Отец приехал домой в четверг, и, не успел он пробыть в доме и пяти минут, началось такое!..

Киф сидел, свернувшись калачиком, в библиотеке со своей новой книгой Марка Твена «Приключения Геккельберри Финна» и вдруг услышал, что дверь открылась и быстро закрылась. Из оконной ниши, где он сидел, ему было не видно, кто вошел в комнату. Кто-то из горничных? Киф услышал тяжелые шаги — Пенфилд? Потом он услышал, как кто-то сел в кожаное кресло отца. Так папа дома? Киф едва не выбежал с криком «бу-у!», как дверь снова распахнулась.

— Митч, у нас беда, — сказал мамин голос с какой-то несвойственной ему интонацией, визгливой, как у торговки рыбой в доках Миллтауна.

Дверь захлопнулась.

— Опять с Карром, конечно. Только на этот раз это серьезно.
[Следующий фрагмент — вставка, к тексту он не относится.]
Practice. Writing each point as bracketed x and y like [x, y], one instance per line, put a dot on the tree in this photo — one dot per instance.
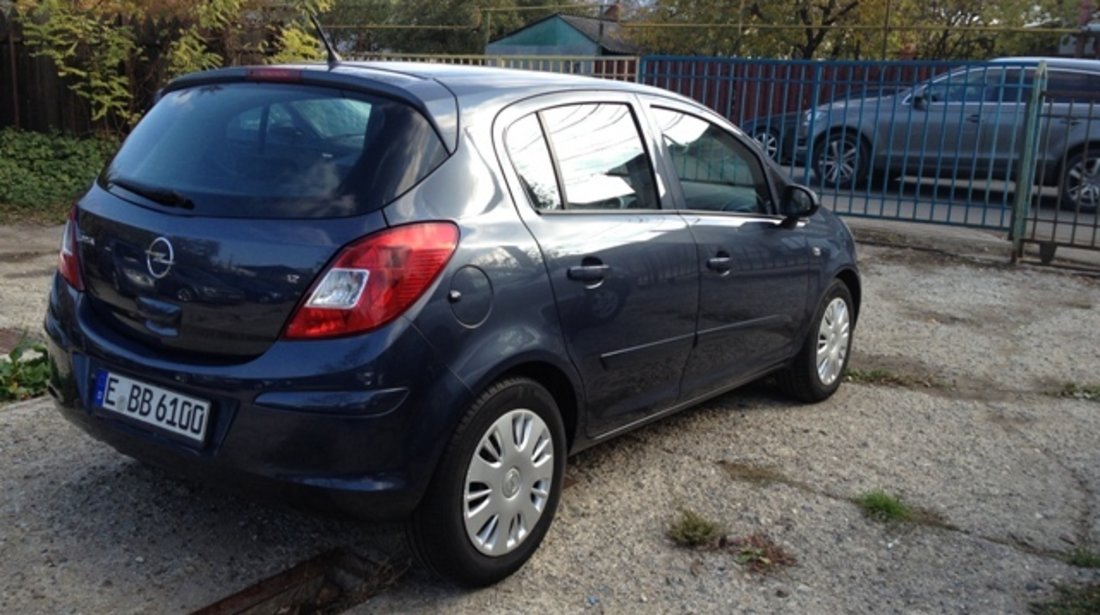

Митч вздохнул:

— Что же он на этот раз натворил?

— Сюзанн беременна.

— О Господи!

Киф прижал книгу к себе. Мама, похоже, совсем не удивилась реакции отца.

— Я говорила с девушкой. Она утверждает, что нет никаких сомнений в том, что ребенок от него.
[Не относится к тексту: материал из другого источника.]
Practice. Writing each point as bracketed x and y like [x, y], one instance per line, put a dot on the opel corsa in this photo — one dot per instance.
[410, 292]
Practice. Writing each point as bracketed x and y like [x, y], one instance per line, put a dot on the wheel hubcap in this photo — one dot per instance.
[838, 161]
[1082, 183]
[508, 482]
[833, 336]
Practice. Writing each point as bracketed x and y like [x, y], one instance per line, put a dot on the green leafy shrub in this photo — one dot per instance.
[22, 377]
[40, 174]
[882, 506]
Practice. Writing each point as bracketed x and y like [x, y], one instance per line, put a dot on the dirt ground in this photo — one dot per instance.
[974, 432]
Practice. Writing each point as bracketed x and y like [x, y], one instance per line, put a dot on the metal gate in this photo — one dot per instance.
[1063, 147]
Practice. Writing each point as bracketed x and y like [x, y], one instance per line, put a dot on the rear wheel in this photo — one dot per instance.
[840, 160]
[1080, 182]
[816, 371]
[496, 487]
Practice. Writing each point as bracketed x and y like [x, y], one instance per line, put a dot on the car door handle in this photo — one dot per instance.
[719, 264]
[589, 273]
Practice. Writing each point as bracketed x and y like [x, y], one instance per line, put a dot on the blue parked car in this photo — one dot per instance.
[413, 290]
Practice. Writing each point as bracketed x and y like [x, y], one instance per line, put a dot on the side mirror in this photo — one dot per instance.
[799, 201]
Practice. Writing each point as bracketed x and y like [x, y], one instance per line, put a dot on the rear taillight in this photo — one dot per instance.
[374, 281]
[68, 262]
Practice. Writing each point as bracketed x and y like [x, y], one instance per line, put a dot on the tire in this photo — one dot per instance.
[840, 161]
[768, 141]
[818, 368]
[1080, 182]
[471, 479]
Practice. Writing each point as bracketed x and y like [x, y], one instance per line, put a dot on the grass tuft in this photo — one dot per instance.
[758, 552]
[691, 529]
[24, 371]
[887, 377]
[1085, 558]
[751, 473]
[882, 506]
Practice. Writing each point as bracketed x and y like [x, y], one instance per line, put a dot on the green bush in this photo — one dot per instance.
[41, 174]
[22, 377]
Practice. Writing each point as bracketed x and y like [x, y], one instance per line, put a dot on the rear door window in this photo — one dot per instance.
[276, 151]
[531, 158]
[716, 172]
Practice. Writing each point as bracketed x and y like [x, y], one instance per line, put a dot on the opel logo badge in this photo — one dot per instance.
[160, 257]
— Пошли Карра ко мне, Джо.

— Что ты собираешься сделать?

— Откуда, черт побери, я знаю, что буду делать? Пошли этого негодяя ко мне.

— Митч…

— Черт возьми, есть же предел и моему терпению. Этот сопляк носит имя моего отца. Я не хочу, чтоб это имя вываливали в грязи только из-за того, что этот осел не в состоянии держать свои штаны застегнутыми. Я не потерплю того, что мой сын делает беременной каждую вторую женщину штата! Если ему угодно обращаться с женщинами как со шлюхами, то пусть к ним и катится!
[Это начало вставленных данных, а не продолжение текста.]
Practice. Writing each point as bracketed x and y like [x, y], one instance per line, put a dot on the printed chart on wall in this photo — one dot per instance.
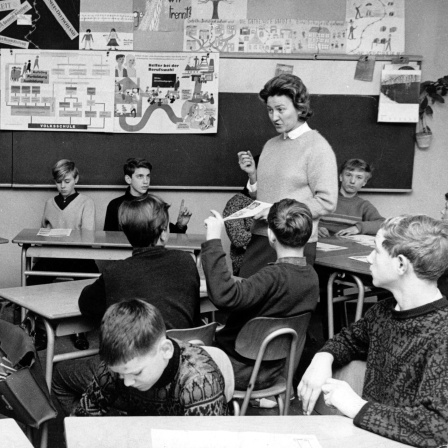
[375, 27]
[166, 93]
[46, 24]
[106, 25]
[57, 91]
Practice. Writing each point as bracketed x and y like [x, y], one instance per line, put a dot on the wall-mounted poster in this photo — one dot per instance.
[375, 27]
[106, 25]
[264, 36]
[49, 90]
[219, 9]
[43, 24]
[166, 93]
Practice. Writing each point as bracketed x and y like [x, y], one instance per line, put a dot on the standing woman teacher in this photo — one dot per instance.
[298, 164]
Киф услышал звук резко открываемой и закрываемой двери и высунулся из-за портьеры. Это мама вышла из комнаты. Он снова спрятался. Теперь он не мог выйти, потому что в этом случае отец понял бы, что Киф подслушивал. Подслушивать — большего проступка и придумать было нельзя, и в то же время Киф так любил подслушивать! Он не хотел, чтоб у него отняли эту его единственную утеху. Он слышал, как отец ходит по кабинету. Отец был вообще-то не очень вспыльчивым, но Киф знал, что на этот раз Карру не поздоровится. Но насколько не поздоровится — об этом он даже и не догадывался.

Когда Карр вошел, Митч спросил его тихим, зловещим голосом:

— Ты не хочешь ли мне порассказать о том, как моему сыну удалось сделать беременной одну из горничных?

— Я… я не знаю, о чем вы…

— Так ты отрицаешь то, что наградил Сюзанн ребенком? Не лги, Карр Хэрроу! Господи, ведь в прошлом году ты уже сделал то же самое с дочкой Мэддокса, и мне пришлось отослать ее в Дэллс, чтоб это уладить. Не говоря уже о тысяче долларов, которых мне стоило успокоение ее отца. И в придачу к этому я вынужден был отпустить его — одного из лучших моих лесорубов!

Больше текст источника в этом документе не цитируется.